You have to distinguish all the recording and processing from the final playback/reproduction. Let's assume there is recording both available in 44.1/16 and 44.1/24 but you cannot hear a difference between the two. You wouldn't buy the usually more expensive 44.1/24 file right?

But those people who earn money by selling you such formats also try to sell you that there are huge differences..

Edited by xnor - 5/1/13 at 6:16pm

The maximum comfortable dynamic range for music is around 40 dB. Beyond that, you have to listen so loud to hear the quiet parts that the loud parts are uncomfortable.

I know exactly what the last two posters mean about e.g. turning up the volume to hear dialog in movies and then having to turn it down again when the ordnance goes off. Surely that is not a function of excess dynamic range in the recording, it's a function of bad mixing. Given how loud the ordnance is going to be, a good sound engineer should presumably set the amplitude for the spoken parts at a level that does not require volume knob adjustment. They often don't, but that is what is wrong.

I am simplifying slightly when I talk about the amplitude of a single sample. You probably cannot hear a single sample in isolation, although in my experience of e.g. cleaning up clicks and pops on digitised vinyl, you often find that it is a single sample which takes the click into clipping and by attenuating that amplitude (reducing the value from above +/- 32k to below that level), you solve the problem. You may solve it better by adjusting a few adjacent samples as well.

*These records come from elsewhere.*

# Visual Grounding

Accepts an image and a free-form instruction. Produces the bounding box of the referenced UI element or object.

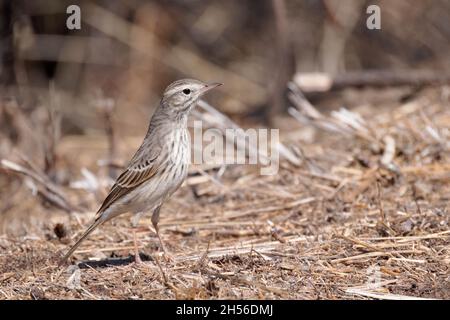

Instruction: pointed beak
[200,82,223,95]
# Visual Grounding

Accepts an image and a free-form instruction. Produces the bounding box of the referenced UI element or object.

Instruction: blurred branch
[267,0,295,123]
[0,159,76,213]
[83,3,265,105]
[294,70,450,92]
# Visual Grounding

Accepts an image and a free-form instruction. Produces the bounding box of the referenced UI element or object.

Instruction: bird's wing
[97,139,162,217]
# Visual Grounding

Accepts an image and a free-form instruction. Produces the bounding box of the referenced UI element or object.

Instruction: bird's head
[161,79,221,114]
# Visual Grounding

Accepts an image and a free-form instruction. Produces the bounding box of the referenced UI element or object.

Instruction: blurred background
[0,0,450,235]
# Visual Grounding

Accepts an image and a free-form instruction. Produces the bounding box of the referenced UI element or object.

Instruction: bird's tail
[59,216,105,266]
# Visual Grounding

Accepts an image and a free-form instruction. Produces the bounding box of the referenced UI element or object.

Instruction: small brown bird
[61,79,221,263]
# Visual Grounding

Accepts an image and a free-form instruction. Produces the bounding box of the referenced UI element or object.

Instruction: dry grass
[0,87,450,299]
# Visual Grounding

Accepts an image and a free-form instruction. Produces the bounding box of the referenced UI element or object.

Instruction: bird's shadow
[77,253,153,269]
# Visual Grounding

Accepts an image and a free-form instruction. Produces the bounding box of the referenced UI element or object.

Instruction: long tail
[59,216,105,265]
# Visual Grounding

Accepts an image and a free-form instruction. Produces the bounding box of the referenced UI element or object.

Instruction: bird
[59,79,222,265]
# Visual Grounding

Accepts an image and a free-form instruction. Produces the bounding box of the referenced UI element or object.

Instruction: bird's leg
[131,212,144,264]
[152,205,167,255]
[133,228,142,264]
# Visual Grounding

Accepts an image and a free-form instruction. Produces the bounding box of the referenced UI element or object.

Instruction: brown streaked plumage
[61,79,220,263]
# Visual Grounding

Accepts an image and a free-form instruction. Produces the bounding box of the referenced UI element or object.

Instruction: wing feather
[97,138,161,216]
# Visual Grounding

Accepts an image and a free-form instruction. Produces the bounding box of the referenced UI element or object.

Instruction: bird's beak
[200,82,223,95]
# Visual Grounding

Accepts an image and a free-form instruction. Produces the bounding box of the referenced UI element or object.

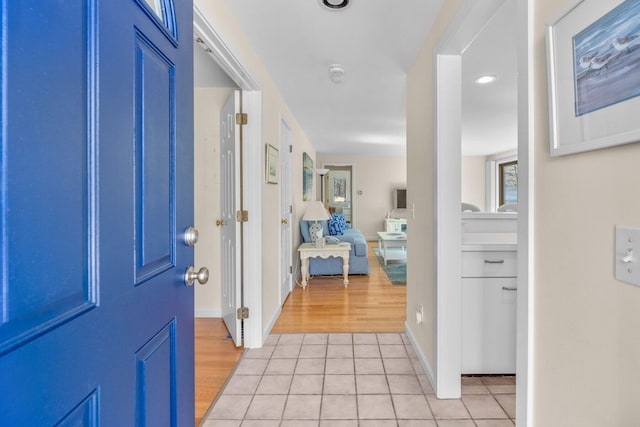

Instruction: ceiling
[224,0,515,155]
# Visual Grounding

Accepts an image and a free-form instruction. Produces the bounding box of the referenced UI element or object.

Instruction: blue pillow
[329,212,347,236]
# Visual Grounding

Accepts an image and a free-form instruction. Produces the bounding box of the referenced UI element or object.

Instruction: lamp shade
[302,200,331,221]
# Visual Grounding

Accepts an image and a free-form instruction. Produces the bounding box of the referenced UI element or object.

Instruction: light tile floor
[202,333,515,427]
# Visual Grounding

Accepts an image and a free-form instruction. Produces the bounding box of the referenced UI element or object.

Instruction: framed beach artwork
[265,144,279,184]
[547,0,640,156]
[302,153,313,202]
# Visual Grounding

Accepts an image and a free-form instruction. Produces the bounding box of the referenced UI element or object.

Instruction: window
[498,160,518,206]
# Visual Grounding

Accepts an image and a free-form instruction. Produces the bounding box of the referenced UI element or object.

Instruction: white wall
[195,0,315,331]
[461,156,487,211]
[531,0,640,427]
[317,154,407,240]
[407,0,640,427]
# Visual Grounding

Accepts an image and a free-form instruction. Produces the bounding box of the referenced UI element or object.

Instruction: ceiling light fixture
[474,74,498,85]
[320,0,349,10]
[329,64,344,84]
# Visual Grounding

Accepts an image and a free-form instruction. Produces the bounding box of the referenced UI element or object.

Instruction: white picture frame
[546,0,640,156]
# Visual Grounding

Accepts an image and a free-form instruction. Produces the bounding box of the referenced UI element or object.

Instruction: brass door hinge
[236,307,249,320]
[236,113,249,125]
[236,211,249,222]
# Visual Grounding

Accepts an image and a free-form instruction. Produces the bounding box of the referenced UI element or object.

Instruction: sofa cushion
[300,220,330,243]
[329,213,347,236]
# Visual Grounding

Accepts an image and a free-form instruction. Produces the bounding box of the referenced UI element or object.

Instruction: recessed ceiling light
[474,74,498,85]
[320,0,349,10]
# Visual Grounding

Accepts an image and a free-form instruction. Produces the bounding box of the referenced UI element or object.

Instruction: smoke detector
[329,64,344,84]
[320,0,349,10]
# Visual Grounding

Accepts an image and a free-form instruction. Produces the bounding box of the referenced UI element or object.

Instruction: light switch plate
[615,227,640,286]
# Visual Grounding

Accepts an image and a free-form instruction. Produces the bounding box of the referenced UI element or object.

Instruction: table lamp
[302,200,330,248]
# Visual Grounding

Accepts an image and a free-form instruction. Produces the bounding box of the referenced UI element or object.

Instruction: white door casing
[280,117,293,304]
[220,91,242,346]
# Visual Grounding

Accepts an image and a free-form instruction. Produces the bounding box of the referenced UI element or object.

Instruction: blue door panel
[0,1,97,354]
[135,34,175,283]
[0,0,194,426]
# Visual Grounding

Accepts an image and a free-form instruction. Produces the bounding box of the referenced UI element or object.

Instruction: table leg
[300,258,309,291]
[342,253,349,288]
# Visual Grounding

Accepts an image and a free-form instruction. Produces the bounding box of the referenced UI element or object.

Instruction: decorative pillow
[329,213,347,236]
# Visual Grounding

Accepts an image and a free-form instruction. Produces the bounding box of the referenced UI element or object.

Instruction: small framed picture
[265,144,279,184]
[547,0,640,156]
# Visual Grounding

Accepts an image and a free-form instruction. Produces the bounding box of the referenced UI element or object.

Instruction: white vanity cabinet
[384,218,407,233]
[462,247,517,374]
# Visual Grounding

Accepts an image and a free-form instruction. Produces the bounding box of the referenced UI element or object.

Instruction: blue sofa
[300,220,369,276]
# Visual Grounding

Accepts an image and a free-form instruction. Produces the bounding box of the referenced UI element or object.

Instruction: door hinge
[236,307,249,320]
[236,211,249,222]
[236,113,249,125]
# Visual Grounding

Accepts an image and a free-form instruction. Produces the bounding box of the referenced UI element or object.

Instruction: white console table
[298,242,351,290]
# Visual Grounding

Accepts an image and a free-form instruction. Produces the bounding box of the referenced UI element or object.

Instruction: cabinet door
[462,278,517,374]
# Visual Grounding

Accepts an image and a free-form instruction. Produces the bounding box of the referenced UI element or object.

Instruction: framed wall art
[265,144,279,184]
[546,0,640,156]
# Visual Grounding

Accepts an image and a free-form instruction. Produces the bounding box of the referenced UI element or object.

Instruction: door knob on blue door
[184,265,209,286]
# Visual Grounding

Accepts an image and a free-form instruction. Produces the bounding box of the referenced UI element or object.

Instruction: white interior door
[280,119,292,304]
[220,91,242,346]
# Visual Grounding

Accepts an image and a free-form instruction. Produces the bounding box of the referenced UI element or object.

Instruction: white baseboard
[194,308,222,318]
[262,305,282,342]
[404,322,437,390]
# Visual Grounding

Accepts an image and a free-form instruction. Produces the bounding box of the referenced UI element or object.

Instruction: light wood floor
[195,242,406,425]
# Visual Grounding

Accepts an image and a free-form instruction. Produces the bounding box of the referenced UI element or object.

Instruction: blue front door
[0,0,194,427]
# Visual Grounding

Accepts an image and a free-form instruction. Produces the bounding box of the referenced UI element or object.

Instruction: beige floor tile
[392,394,433,420]
[300,344,327,359]
[329,334,353,345]
[271,344,302,359]
[245,394,287,420]
[289,375,324,394]
[462,394,507,419]
[264,359,297,375]
[380,344,409,359]
[302,334,329,344]
[427,395,471,420]
[355,359,384,375]
[327,344,353,359]
[320,420,358,427]
[207,394,252,420]
[295,359,324,375]
[438,420,475,427]
[476,420,515,427]
[356,375,389,394]
[278,334,304,345]
[494,394,516,418]
[353,334,378,345]
[353,344,381,359]
[223,375,262,394]
[282,394,322,420]
[387,375,424,394]
[244,345,276,359]
[382,358,416,375]
[377,333,404,344]
[323,375,356,394]
[234,358,269,375]
[398,420,438,427]
[324,359,355,375]
[358,394,396,420]
[256,375,292,394]
[320,395,358,420]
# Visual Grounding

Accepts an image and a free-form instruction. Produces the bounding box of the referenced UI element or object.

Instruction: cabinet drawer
[462,251,518,277]
[461,277,518,374]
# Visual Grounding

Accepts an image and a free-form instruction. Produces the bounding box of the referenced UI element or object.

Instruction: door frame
[279,112,293,306]
[193,4,264,348]
[434,0,534,427]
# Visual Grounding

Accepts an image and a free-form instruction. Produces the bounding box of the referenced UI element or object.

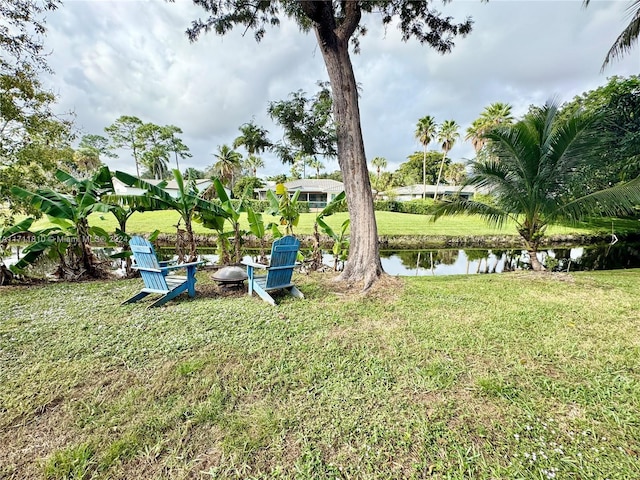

As regards the 8bit sine wave, are you saying Xnor, that the waveform matches exactly because all of the 126.5 values have been randomly allocated to 126 or 127 by the dithering process? Because if so, I don't think I would consider that to be an exact match.

I suppose the decimal points that I was referring to are an implementation in particular software. I understand that a 24bit binary number will be an integer. If you look at a 24bit digital waveform in Adobe Audition or the earlier Syntrillium equivalents, the samples all still range from - to + 32k, but they are all given decimal point precision, which you can adjust minutely as you wish. It had not occurred to me that the actual samples have a higher range adjusted through arithmetic, but I suppose that must be the case.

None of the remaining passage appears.